稜線から眺める天狗岳。左が東天狗、右が西天狗(石森孝一撮影)

 美しい針葉樹とコケの森が広がる北八ケ岳。樹林帯を歩いているだけで幸せな気持ちになるこの山域の魅力を、どっぷりと味わおうと思ったときに訪れたいのが天狗(てんぐ)岳だ。東天狗と西天狗、2つのピークを持つ双耳峰で、八ケ岳の稜線(りょうせん)に立つと、ふたこぶらくだのような山容がよく目立つ。

 西側の奥蓼科温泉郷方面から登ることも、東側の稲子湯から登ることもでき、どちらも快適な登山道だ。稜線に出るまではシラビソなどの針葉樹の森。歩いているとふんわりと森の匂いに包まれていく。林床の倒木や岩にはコケがつき、しっとりと美しい。青空と木漏れ日が心地よい晴れの日もよいが、うっすら霧に煙った日も幻想的で、ひょこっと妖精が出てきてもおかしくないなと思う。

 稜線に出ると眺望がよくなり、大きな岩を縫うように進むところが出てくる。山頂直下はなかなかの急登、息を切らせながら登り切ると東天狗の頂上だ。

 登ってきた登山者の期待を裏切らない、360度の大展望。南側を眺めれば硫黄岳、横岳、赤岳…と南八ケ岳の岩峰が連なり、北側にはどっしりした山容の北横岳、お椀を伏せたような形の蓼科山がよく目立つ。遠くに連なる中央アルプスや北アルプスの山々も美しい。東天狗の目の前にそびえるきれいな形の山は西天狗。すぐそばだと思うか、だいぶ遠いと感じるかはそのときの天気や疲れ具合によるだろう。

 健脚なら早朝出発日帰りで楽しめる山だが、ここはやはり山小屋泊まりをお勧めしたい。西側から登ればアットホームなもてなしが嬉しい黒百合ヒュッテ、東側から登れば森の中のメルヘンチックなしらびそ小屋や、ワイルドな露天風呂のある山の秘湯・本沢温泉。どこもみな個性的で、山小屋を目当てに行くのも楽しいと思う。

 ちなみに天狗岳は、山小屋が通年営業していることもあり、冬も多くの登山者が訪れる。私が初めて訪れた雪山が天狗岳で、ガイドさんの雪山登山教室に参加した。雪をまとった針葉樹林はメルヘンそのものだったし、天候に恵まれて山頂からの眺めもすばらしかった。今度はいつ天狗岳に行けるだろうか。

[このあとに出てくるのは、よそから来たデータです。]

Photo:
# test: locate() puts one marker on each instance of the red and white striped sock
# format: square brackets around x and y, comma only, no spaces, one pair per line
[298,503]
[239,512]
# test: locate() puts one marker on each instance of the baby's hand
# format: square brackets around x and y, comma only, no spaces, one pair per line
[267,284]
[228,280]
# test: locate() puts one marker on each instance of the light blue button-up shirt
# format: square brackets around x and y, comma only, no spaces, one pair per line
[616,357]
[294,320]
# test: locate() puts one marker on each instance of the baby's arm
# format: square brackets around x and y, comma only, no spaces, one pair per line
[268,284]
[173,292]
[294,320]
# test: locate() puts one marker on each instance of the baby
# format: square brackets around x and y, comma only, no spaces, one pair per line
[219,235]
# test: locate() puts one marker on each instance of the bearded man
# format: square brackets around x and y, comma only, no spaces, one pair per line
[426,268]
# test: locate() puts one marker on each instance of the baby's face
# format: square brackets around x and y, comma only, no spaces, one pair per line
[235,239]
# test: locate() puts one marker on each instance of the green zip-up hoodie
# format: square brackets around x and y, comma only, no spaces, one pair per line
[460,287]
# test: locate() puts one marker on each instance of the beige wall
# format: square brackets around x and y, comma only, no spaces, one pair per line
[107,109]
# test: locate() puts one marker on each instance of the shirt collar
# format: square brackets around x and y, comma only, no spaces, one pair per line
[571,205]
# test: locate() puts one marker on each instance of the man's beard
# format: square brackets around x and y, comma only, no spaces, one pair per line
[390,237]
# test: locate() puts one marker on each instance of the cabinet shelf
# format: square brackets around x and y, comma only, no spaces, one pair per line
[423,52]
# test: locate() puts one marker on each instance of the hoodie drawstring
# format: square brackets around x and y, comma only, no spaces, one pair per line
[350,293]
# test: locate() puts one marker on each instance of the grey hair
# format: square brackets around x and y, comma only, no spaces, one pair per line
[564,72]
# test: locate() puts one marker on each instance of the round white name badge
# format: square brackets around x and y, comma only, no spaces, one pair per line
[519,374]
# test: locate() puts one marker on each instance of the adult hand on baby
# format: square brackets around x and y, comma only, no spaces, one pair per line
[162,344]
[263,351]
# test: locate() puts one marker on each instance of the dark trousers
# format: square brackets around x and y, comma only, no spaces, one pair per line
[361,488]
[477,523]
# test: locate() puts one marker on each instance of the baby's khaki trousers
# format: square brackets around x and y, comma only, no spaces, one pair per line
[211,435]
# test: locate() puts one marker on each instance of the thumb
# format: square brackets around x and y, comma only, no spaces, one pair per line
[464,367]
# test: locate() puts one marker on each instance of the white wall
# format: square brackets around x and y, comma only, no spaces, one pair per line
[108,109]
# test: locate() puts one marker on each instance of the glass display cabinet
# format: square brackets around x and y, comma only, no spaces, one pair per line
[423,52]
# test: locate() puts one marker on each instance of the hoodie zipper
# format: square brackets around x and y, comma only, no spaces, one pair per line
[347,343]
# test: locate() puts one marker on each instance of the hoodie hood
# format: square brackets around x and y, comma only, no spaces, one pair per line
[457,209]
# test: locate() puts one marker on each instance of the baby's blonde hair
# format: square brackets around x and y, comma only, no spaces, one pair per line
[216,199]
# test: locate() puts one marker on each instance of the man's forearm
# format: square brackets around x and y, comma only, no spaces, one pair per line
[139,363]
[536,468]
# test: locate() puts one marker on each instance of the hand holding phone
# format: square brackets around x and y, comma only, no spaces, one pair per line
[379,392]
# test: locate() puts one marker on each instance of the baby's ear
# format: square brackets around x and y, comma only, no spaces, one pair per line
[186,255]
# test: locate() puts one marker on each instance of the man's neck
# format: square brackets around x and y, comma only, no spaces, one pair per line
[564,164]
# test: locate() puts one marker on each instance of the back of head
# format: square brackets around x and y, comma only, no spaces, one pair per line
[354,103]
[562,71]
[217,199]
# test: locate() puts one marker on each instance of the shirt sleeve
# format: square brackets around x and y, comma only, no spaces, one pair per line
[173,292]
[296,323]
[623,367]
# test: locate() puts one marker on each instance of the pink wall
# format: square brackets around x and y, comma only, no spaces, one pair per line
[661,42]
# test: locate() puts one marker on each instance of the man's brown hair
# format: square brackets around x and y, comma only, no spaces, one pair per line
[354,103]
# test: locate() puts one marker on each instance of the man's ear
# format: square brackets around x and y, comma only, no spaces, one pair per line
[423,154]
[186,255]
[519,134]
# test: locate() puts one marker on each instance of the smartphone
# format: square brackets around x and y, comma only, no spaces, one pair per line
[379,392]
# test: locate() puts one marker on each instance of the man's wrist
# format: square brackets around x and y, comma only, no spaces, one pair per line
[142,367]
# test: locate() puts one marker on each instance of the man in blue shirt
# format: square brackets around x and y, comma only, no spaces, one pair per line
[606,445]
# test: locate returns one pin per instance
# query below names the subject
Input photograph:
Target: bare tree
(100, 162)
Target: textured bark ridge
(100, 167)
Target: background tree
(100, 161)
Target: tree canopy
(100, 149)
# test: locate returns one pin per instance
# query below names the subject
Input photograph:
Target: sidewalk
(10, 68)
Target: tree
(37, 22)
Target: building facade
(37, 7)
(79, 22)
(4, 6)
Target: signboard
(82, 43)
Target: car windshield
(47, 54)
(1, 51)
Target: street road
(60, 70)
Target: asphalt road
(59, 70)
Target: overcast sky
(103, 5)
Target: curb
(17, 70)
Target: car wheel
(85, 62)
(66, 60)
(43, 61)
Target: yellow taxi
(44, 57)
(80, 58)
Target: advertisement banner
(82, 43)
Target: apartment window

 ■天狗岳おすすめルート 渋の湯→黒百合ヒュッテ→中山峠→東天狗→西天狗→往路を戻る→渋の湯 歩行時間約7時間30分(1泊2日)/難易度★★★(最高難易度★★★★★)

 コースガイド JR中央本線茅野駅からバスで約1時間、渋の湯を起点に、黒百合ヒュッテに宿泊して山頂往復。唐沢鉱泉との分岐から先は大岩がゴロゴロとつらなる登山道。山頂から黒百合ヒュッテへの下りは来た道を戻っても、天狗ノ奥庭方面に下ってもよい。

 ■おすすめシーズン 紅葉の見頃は10月上旬~中旬。夏はさまざまな高山植物も楽しめる。冬は積雪があり、12月~GW頃はアイゼンなど冬山専用の装備が必要。

 ■西野淑子(にしの・としこ) オールラウンドに山を楽しむライター。日本山岳ガイド協会認定登山ガイド。著書に「東京近郊ゆる登山」(実業之日本社)、「山歩きスタートブック」(技術評論社)など。NHK文化センター「東京近郊ゆる登山講座」講師。